In un confronto organizzato da Confindustria spuntano anche le proposte di un palarock e di un teatro Tanti i progetti in campo per avviare le nuove opere pubbliche e rilanciare l’economia e il turismo
PESCARA. C’è chi vuole un palarock. Chi un giardino. E chi invece punta su un grande parco centrale con parcheggi a silos. I candidati sindaco hanno tutti idee diverse per il futuro delle aree di risulta. Ieri, è bastata una domanda di un imprenditore per scatenare una miriade di risposte diverse tra gli aspiranti alla carica di primo cittadino.
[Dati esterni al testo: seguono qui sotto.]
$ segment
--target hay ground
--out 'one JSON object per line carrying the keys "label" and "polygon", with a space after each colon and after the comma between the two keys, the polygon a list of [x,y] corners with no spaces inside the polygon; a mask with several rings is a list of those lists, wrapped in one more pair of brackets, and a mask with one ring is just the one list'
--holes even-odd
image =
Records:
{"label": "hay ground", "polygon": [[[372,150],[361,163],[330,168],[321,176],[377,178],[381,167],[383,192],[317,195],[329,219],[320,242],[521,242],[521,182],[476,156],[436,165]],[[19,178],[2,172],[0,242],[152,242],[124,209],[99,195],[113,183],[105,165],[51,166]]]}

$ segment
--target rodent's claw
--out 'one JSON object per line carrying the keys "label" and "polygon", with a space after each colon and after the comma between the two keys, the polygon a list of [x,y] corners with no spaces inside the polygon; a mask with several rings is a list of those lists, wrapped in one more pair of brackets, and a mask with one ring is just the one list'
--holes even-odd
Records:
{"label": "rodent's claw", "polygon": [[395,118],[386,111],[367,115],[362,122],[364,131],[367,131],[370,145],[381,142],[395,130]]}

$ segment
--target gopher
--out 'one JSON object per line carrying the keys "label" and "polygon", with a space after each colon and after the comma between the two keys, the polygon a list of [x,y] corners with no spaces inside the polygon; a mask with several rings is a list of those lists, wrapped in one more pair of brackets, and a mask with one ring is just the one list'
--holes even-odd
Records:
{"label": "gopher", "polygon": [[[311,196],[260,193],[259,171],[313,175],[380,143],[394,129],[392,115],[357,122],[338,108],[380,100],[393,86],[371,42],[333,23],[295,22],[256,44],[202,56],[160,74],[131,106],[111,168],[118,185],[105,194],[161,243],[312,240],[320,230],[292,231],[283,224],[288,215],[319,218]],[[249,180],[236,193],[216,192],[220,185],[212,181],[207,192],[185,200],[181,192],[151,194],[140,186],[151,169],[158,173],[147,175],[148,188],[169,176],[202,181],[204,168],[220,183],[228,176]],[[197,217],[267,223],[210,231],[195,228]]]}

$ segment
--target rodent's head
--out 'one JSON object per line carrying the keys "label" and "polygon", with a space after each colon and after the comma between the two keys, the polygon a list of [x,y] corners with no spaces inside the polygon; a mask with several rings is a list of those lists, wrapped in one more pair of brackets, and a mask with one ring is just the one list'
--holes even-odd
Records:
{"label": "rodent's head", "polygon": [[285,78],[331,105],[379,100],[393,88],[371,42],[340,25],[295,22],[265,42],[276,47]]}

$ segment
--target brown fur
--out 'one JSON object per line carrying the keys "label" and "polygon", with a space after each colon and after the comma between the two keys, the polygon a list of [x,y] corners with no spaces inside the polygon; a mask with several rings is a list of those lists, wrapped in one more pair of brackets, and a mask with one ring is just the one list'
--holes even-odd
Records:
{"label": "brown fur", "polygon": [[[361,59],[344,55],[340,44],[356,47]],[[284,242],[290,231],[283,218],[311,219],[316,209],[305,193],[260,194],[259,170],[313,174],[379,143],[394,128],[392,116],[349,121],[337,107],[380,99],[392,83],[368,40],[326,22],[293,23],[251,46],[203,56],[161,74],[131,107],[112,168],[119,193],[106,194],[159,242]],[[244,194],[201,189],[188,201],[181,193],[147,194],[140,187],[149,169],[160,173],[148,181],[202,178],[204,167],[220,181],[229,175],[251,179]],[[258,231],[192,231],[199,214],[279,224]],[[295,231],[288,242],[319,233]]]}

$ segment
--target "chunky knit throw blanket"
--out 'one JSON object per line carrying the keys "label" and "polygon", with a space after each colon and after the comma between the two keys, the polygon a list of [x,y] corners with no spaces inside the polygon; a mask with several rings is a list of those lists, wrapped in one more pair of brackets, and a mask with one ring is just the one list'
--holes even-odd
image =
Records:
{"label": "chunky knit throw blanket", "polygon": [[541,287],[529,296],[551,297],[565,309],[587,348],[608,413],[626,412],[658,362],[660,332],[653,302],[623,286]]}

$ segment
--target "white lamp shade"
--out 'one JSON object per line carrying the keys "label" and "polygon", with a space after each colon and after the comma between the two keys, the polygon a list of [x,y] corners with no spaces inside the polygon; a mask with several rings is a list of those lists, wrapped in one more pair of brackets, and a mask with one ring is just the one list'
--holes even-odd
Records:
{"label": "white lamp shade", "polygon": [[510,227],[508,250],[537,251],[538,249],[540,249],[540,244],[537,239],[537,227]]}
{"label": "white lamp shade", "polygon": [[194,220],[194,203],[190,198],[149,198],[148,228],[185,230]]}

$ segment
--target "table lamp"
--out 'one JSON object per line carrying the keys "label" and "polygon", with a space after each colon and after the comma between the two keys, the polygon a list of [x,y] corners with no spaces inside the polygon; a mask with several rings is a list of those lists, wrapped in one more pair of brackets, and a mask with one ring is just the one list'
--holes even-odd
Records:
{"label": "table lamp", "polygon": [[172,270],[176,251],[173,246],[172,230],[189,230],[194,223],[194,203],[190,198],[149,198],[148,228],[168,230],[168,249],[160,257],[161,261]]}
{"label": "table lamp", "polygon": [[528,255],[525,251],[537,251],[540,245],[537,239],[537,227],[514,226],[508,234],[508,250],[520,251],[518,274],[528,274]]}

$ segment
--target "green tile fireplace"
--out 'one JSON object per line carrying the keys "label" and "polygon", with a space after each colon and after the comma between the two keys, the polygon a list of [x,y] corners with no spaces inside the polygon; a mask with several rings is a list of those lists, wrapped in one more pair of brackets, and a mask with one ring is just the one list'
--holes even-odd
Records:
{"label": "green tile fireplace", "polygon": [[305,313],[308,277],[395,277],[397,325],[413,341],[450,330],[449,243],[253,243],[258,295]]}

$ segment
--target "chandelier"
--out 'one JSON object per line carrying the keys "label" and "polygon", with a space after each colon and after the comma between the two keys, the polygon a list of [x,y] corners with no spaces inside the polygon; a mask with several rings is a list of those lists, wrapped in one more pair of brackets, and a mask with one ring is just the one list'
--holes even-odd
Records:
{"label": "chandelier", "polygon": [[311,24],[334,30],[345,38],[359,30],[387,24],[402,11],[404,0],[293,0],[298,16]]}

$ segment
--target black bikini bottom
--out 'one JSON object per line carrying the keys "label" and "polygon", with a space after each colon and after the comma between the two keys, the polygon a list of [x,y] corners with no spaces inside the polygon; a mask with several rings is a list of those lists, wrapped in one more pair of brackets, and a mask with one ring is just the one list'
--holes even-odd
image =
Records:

L’occasione per affrontare l’argomento è stato un confronto organizzato dai vertici di Confindustria Pescara-Chieti nella sede di via Raiale. Erano stati invitati tutti gli otto candidati, ma si sono presentati in cinque. C’erano Erika Alessandrini (M5S), Gianluca Baldini (Riconquistare l’Italia), Carlo Costantini (polo civico), Stefano Civitarese (Coalizione civica) e Gianni Teodoro (Scegli Pescara). Assenti perché impegnati altrove Mirko Iacomelli (CasaPound), Carlo Masci (centrodestra) e Marinella Sclocco (centrosinistra). Ma durante l’incontro, moderato dal presidente di Confindustria Silvano Pagliuca, si è parlato anche di altri temi: edilizia, economia, Grande Pescara, opere pubbliche, turismo e persino di reperti storici di Pescara. Diversi gli imprenditori presenti in sala e alcuni di loro hanno sottoposto delle domande ai candidati. Tra questi Marco Sciarra, vice presidente dell’Ance; Raffaele Settimio, di Allianz; Luigi Di Marcoberardino, titolare dell’azienda Inerti Valfino; Federico De Cesare, presidente dei Giovani industriali; Marco Camplone, responsabile dei rapporti istituzionali del gruppo De Cecco.
AREE DI RISULTA. Dopo un primo giro di opinioni, il dibattito si è acceso quando Di Marcoberardino ha chiesto ai candidati di conoscere le loro proposte sulle aree di risulta. L’idea di Teodoro è quella di realizzare una sorta di Central park riservando una parte di area a un giardino in cui potranno essere rappresentate visivamente le 20 regioni italiane. «Poi», ha spiegato, «i parcheggi con due grandi silos da 2.500 posti ognuno e un centro direzionale con uffici pubblici». Per Baldini vanno bene i due silos, ma è contrario al progetto, lasciato in eredità dalla giunta uscente, che prevede la gestione dei parcheggi affidata a un privato.
A detta di Costantini, le aree di risulta rappresentano un’occasione unica: sì ad aree verdi attrezzate, piuttosto che a un parco, e a «un palarock che consenta di attrarre i giovani». Civitarese ha difeso, invece, il progetto del parco centrale, presentato quando lui era assessore, che però l’amministrazione uscente non è riuscita a far approvare in consiglio. «La gestione dei parcheggi ai privati», ha precisato, «è la condizione per realizzare questo progetto, non si tratta di privatizzazione». Alessandrini, ha ricordato la sua battaglia in aula per bloccare il progetto della giunta Alessandrini e ha sottolineato la possibilità di realizzare alcune opere pubbliche, come un teatro, in altre aree dismesse della città.
EDILIZIA E TURISMO. Il confronto è poi proseguito su temi che riguardano l’economia. Ad alcune domande poste da Sciarra, Teodoro ha risposto parlando di investimenti per rendere più veloci i tempi della pubblica amministrazione. Costantini ha proposto in proposito una riorganizzazione della macchina comunale con nuove competenze. «I fondi ci sono ma c’è una quasi totale assenza di coordinamento con la Regione», ha sostenuto invece Civitarese. Per Alessandrini «ogni assessore dovrà avere un solo dirigente di riferimento». Infine, Baldini è stato l’unico che si è dichiarato contrario al progetto della Grande Pescara. Gli altri candidati sono tutti favorevoli.